Town of Lexington, S.C. (WOLO) — Lexington Police are asking drivers to be cautious and pay attention on the roads, as more than 100 collisions are reported each month.
“Last month we had 122 collisions. In recent months we’ve had as many as 170 collisions. So the 12-month average is about 135 collisions,” said Cpl. Cameron Mortenson of the Lexington Police Department.
Thousands of drivers pass through the Town of Lexington each day. Police say this daily traffic flow contributes to a high number of incidents.
“For a community that’s roughly around 30,000 people, we see upwards and over 100,000 vehicles a day,” said Mortenson.
In the busy commute times like the morning and rush hour, police say some of those drivers are not paying attention behind the wheel.
“When a collision happens on a major thoroughfare, such as US 1, US 378 or SC 6, it really causes an issue for people either trying to get to work or coming home from work,” said Mortenson.

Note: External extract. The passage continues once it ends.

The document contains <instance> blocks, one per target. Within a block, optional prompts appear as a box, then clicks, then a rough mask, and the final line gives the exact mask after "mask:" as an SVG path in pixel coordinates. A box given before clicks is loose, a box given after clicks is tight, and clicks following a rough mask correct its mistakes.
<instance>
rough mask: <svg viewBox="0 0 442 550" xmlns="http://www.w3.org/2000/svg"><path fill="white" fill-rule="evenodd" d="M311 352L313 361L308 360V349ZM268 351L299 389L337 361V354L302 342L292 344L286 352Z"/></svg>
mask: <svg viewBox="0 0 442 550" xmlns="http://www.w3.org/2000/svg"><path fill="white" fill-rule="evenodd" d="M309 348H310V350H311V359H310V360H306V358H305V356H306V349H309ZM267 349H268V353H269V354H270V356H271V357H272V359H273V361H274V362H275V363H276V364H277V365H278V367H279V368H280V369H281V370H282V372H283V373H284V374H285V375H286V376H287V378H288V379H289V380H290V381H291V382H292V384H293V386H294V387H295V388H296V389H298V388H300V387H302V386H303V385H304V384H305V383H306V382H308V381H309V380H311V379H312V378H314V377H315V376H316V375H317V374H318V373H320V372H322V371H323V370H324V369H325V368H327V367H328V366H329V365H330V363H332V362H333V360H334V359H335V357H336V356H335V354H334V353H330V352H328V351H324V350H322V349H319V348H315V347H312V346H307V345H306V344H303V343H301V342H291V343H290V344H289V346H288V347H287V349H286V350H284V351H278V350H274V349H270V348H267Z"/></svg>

He added that some factors for these crashes include running a red light, speeding, or failure to yield a right of way. But he said the most common factor is distracted driving; more specifically, drivers using their cell phones.
“Drivers just aren’t alert. There’s too much traffic for drivers not to keep their eyes on the road the entire time they’re behind the wheel,” said Mortenson.

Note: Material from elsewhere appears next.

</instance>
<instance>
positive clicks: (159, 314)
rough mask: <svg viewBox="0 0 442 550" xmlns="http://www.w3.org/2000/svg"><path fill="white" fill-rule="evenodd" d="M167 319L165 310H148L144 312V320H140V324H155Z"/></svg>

Officers are urging people to pay attention and follow the rules of the road, and have patience while stopped at a light. The biggest thing police are asking drivers to do: put down your cell phone.
“The couple things that we find is that drivers are impatient, and anytime that they run red lights or they try to cut through parking lots to– in their mind, think that they’re getting around an intersection quicker–it actually works against the entire system as a whole,” said Mortenson. “If everybody made that commitment to not touch their cell phone until they got to the office, if they were working hands-free, I think we’d see those collision numbers go down pretty quick.”
Mortenson said some of the worst intersections for crashes are West Main Street and Columbia Ave, Sunset Boulevard and Hope Ferry Road, and Sunset Boulevard and Mineral Springs Road.